On July 1, Associate Professor Sarah Rugheimer began her appointment as the new Allan I. Carswell Chair for the Public Understanding of Astronomy in the Faculty of Science at York University.
Rugheimer is an astrophysicist interested in understanding how to detect life on exoplanets by looking for atmospheric biosignatures (i.e., atmospheric evidence for past or present life).
Previous to her post as the new Chair, she was a Glasstone Research Fellow and a Hugh Price Fellow at the University of Oxford. She received her PhD in astrophysics from Harvard University and completed a Simons Origins of Life Research Fellowship at the University of St. Andrews.
The Allan I. Carswell Chair for the Public Understanding of Astronomy was established in 2018 through a $3-million endowment from Professor Emeritus Allan Carswell and the Carswell Family Foundation. The Chair is dedicated to science engagement and outreach and benefits students and the public through education and activities involving the telescopes at the Allan I. Carswell Observatory and other novel technologies.
“I am especially excited about the Chair position since it merges two of my passions: public outreach and exoplanet research,” said Rugheimer. “Most academic positions are focused on research or teaching, but the Allan I. Carswell Chair is unique in the world. It recognizes the importance of outreach and research together – that the two can complement each other.”
Rugheimer’s research interests are in modelling the atmosphere and climate of extrasolar planets with a particular focus on atmospheric biosignatures in Earth-like planets, as well as modelling early Earth conditions. Her interests include many topics in the field of astrobiology, such as the origin of life on Earth and the pursuit of detecting life on other planets and moons in the universe.

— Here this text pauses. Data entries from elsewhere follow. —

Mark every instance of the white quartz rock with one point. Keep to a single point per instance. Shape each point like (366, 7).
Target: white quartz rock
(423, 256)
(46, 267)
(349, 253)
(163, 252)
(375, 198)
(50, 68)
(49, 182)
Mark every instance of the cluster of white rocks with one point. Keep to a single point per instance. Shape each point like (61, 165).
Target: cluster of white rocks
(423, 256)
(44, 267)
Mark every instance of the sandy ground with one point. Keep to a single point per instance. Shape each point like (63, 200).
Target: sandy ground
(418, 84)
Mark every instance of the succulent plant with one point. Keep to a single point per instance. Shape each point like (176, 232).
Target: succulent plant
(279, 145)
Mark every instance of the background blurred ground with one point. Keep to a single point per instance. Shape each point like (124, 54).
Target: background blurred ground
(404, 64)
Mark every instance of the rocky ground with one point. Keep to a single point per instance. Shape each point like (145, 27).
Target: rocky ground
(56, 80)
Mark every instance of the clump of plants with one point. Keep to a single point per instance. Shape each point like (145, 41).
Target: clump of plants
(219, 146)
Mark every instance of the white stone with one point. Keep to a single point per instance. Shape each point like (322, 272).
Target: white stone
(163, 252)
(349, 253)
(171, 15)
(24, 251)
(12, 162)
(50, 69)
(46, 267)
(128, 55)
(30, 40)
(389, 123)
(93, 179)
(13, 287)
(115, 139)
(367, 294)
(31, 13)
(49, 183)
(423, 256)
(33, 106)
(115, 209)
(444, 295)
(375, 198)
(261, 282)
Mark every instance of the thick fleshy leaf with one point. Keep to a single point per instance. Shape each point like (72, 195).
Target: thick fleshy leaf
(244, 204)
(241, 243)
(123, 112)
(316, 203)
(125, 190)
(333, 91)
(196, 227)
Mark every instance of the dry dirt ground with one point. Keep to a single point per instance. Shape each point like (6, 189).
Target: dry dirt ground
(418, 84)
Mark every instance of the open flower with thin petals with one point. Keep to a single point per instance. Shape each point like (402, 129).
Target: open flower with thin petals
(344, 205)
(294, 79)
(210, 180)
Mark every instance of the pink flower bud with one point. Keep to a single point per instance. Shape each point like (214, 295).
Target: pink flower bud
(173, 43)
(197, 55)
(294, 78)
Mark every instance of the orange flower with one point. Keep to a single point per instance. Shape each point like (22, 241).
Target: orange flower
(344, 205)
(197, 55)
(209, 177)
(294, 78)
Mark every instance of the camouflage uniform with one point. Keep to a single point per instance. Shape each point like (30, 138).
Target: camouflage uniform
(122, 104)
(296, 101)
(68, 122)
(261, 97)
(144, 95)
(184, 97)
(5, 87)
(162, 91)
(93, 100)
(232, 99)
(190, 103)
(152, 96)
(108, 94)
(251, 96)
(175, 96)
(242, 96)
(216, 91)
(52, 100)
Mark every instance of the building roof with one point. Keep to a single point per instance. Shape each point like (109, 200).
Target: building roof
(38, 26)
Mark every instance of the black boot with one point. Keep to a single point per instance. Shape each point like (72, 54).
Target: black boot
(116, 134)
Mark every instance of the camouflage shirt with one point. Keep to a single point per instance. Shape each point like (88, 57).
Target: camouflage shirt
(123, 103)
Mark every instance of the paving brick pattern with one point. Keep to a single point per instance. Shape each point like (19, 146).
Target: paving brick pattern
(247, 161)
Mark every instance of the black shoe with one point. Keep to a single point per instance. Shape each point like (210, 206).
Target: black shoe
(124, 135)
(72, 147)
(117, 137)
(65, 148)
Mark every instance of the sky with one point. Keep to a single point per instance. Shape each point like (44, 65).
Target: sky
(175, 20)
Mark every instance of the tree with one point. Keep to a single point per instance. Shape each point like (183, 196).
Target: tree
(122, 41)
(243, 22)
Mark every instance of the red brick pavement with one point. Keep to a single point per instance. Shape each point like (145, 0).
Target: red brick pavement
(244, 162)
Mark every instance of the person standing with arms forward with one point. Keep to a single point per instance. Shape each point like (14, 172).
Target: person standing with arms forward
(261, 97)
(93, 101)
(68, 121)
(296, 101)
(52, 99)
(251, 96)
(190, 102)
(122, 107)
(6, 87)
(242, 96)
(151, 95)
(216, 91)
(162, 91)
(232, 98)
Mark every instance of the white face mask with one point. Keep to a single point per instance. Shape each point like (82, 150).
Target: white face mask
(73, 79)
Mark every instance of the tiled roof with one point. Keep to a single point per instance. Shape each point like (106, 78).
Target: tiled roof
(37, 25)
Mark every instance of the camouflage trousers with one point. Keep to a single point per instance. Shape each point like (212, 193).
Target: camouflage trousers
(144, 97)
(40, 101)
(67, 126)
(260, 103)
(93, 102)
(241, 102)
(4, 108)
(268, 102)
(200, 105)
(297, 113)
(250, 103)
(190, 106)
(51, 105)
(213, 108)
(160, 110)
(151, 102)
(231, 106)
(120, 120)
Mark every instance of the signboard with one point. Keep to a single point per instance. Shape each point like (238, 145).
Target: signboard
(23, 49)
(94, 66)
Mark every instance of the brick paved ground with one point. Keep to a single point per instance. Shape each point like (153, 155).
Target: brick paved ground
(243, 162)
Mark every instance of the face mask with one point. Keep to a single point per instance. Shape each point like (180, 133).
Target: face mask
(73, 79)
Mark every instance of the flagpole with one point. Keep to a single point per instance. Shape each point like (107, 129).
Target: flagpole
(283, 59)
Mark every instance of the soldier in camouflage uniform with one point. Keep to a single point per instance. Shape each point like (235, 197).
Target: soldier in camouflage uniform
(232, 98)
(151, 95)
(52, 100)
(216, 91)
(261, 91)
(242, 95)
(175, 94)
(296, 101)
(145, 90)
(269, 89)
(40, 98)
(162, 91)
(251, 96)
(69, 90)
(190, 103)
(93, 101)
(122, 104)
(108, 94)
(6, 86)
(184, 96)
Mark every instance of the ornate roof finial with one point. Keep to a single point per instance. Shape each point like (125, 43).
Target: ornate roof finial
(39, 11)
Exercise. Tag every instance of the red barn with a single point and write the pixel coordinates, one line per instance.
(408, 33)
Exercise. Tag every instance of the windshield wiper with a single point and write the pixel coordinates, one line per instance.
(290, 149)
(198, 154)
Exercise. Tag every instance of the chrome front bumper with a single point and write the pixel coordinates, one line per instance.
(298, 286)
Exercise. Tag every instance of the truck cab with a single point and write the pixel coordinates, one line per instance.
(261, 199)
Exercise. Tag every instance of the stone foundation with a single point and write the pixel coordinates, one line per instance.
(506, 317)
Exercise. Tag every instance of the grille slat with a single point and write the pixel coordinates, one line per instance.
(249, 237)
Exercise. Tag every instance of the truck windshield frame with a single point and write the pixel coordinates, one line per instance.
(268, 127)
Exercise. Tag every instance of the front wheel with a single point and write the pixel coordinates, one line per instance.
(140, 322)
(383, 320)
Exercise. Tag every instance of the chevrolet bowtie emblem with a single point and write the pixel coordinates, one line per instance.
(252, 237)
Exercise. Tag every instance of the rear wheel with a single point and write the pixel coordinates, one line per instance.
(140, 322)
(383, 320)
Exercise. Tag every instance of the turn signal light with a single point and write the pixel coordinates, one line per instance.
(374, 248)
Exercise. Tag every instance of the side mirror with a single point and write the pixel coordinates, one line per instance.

She says she is excited to start a new exoplanet research group at York to pursue these interests and to share the joy of astronomy to new communities within Canada.

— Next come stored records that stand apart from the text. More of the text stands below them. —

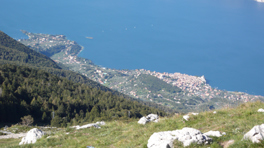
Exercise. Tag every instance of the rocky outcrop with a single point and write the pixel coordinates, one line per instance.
(96, 125)
(186, 117)
(149, 118)
(187, 136)
(213, 133)
(256, 134)
(32, 136)
(261, 110)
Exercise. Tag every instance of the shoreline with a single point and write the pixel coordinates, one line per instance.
(80, 50)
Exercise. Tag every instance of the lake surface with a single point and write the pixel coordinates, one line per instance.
(221, 39)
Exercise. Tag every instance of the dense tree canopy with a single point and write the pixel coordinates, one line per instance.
(38, 93)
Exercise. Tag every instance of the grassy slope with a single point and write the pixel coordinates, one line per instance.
(125, 134)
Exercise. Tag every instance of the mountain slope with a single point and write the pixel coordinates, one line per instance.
(38, 93)
(11, 50)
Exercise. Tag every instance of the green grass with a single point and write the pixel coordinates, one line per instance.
(129, 134)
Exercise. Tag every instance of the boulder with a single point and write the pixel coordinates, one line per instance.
(96, 125)
(32, 136)
(213, 133)
(153, 117)
(100, 123)
(256, 134)
(186, 117)
(187, 136)
(261, 110)
(149, 118)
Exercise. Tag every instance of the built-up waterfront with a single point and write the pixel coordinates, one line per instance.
(139, 83)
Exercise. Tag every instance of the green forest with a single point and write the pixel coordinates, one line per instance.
(32, 84)
(27, 91)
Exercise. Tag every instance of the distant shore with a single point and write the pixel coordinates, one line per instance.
(260, 1)
(80, 50)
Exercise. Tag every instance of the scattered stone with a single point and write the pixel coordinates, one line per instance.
(256, 134)
(261, 110)
(149, 118)
(100, 123)
(96, 125)
(187, 136)
(143, 120)
(32, 136)
(186, 117)
(153, 117)
(226, 144)
(213, 133)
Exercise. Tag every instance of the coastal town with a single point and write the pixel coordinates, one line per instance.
(139, 83)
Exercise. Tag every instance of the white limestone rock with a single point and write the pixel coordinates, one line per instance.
(100, 123)
(149, 118)
(261, 110)
(32, 136)
(143, 120)
(153, 117)
(187, 136)
(213, 133)
(256, 134)
(96, 125)
(186, 117)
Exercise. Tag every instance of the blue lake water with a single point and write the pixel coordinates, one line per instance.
(221, 39)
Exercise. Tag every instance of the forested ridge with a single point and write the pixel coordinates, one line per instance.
(38, 93)
(33, 84)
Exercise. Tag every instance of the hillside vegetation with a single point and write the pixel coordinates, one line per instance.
(29, 91)
(123, 134)
(33, 84)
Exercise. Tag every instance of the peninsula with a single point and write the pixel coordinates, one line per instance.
(181, 92)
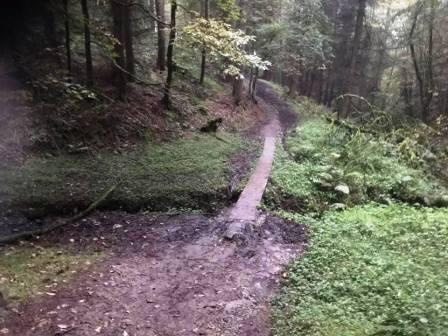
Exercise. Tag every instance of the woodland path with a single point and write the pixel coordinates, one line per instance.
(173, 275)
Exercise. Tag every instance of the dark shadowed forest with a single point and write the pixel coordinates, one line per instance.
(223, 167)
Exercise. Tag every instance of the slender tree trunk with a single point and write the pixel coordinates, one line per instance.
(50, 26)
(254, 84)
(68, 49)
(128, 37)
(87, 43)
(170, 56)
(238, 88)
(361, 14)
(161, 36)
(204, 52)
(425, 83)
(118, 9)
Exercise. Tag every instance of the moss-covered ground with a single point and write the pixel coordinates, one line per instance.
(376, 261)
(190, 173)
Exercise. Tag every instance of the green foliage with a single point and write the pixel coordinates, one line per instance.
(321, 156)
(28, 271)
(188, 173)
(228, 10)
(222, 42)
(371, 270)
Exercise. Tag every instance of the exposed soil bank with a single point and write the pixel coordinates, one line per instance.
(168, 276)
(165, 276)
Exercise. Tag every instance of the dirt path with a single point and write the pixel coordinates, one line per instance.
(245, 211)
(170, 276)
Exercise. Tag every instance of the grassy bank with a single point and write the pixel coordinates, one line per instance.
(27, 271)
(325, 166)
(370, 270)
(189, 173)
(376, 261)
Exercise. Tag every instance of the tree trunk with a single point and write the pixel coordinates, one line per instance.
(254, 84)
(87, 43)
(238, 88)
(50, 26)
(129, 45)
(204, 53)
(170, 56)
(118, 9)
(161, 36)
(68, 49)
(425, 83)
(361, 14)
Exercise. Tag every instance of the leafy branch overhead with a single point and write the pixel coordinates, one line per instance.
(222, 42)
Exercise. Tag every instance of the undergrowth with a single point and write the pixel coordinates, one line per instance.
(325, 164)
(187, 173)
(370, 270)
(376, 260)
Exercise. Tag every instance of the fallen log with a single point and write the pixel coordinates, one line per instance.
(40, 231)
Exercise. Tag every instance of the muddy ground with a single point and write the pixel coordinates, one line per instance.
(167, 275)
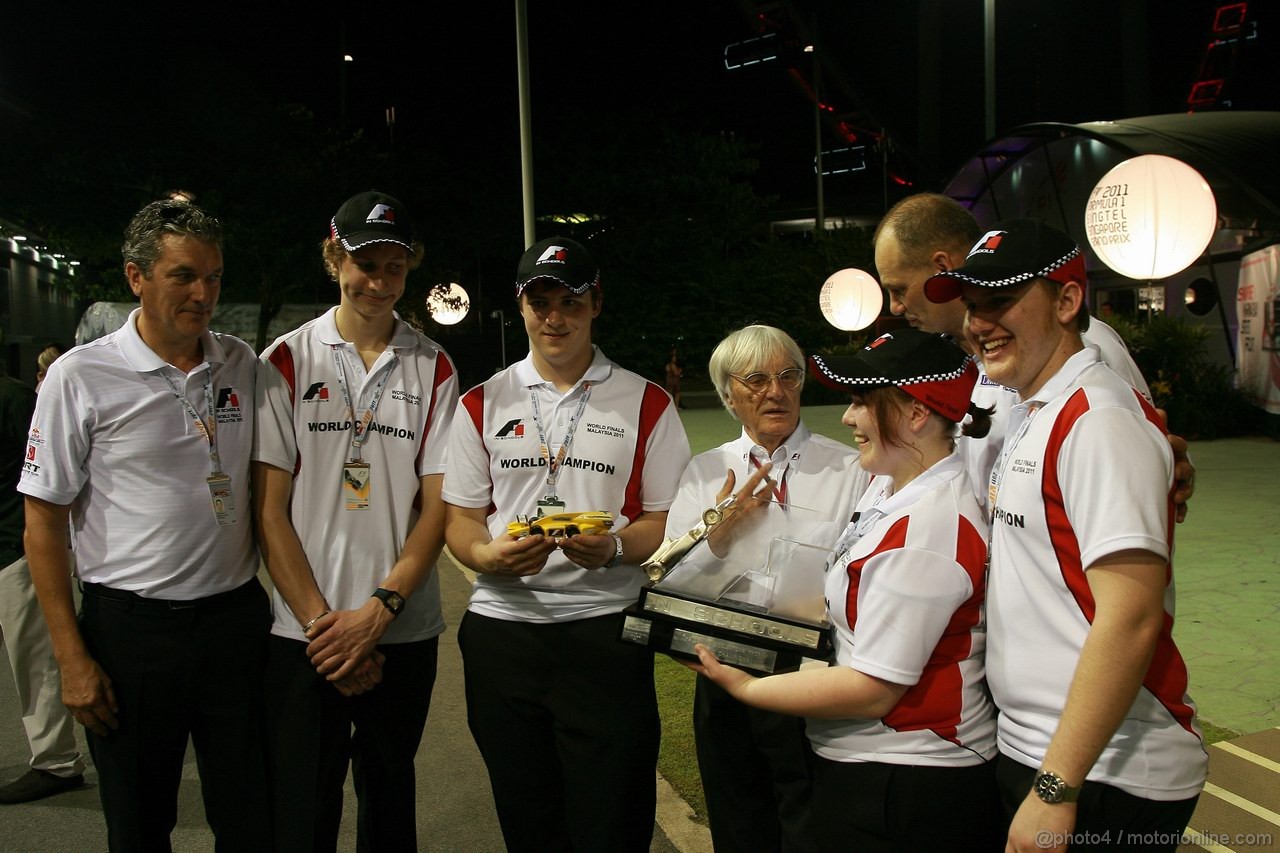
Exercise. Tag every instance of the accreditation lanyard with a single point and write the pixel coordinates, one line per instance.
(360, 428)
(220, 495)
(553, 465)
(856, 528)
(780, 483)
(209, 430)
(997, 474)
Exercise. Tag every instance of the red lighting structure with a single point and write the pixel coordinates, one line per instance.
(1233, 35)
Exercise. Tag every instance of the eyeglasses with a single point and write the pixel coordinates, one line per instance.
(790, 379)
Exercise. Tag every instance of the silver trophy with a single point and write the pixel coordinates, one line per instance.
(753, 594)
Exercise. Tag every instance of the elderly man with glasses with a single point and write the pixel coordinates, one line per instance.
(754, 763)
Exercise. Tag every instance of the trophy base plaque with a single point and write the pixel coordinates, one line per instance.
(739, 634)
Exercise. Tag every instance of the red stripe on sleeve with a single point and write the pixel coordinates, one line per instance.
(474, 402)
(443, 370)
(1066, 547)
(936, 702)
(1166, 678)
(652, 407)
(1166, 675)
(894, 538)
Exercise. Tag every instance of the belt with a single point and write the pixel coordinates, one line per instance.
(209, 602)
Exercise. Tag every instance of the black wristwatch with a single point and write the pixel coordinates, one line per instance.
(617, 551)
(392, 601)
(1054, 789)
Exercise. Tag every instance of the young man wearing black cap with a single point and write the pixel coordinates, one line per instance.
(353, 415)
(928, 233)
(1096, 730)
(565, 715)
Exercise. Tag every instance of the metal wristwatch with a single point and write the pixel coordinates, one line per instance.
(1054, 789)
(617, 552)
(392, 601)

“For the first time in history, we are now finding planets that are Earth-sized and temperate,” said Rugheimer. “In the next two decades, first with the James Webb Space Telescope and later with follow-up missions like LUVOIR, the Large Ultraviolet Optical Infrared Surveyor, and LIFE, the Large Interferometer for Exoplanets telescope concepts, we will be able to detect the atmospheres of terrestrial extrasolar planets in the habitable zone. These questions of our origins and the distribution of life in the universe are the main driving inspiration for my day-to-day work.”
She has also been actively involved with public outreach. She is the author of Searching for Extraterrestrial Life, an astrobiology course for the public on Amazon Audible Originals. Her TED talk The Search for Microscopic Aliens has more than 1.6 million views on TED.com. She received the Barrie Jones Award and the BSA Rosalind Franklin Lectureship in 2019, as well as the Caroline Herschel Lectureship Prize in 2018. She has also appeared on NPR and BBC discussing her work on modelling the atmosphere and climate of extrasolar planets.
Additionally, Rugheimer is an advocate for women in science, hosting the podcast Self-care with Drs. Sarah with Professor Sarah Ballard (University of Florida). The podcast features wide-ranging conversations around navigating science culture and the importance of self-care for women scientists. Her other passions include dance and high-altitude mountaineering.
The inaugural holder of the Carswell Chair for a three-year term (2018-21) was University Professor Emeritus Paul Delaney.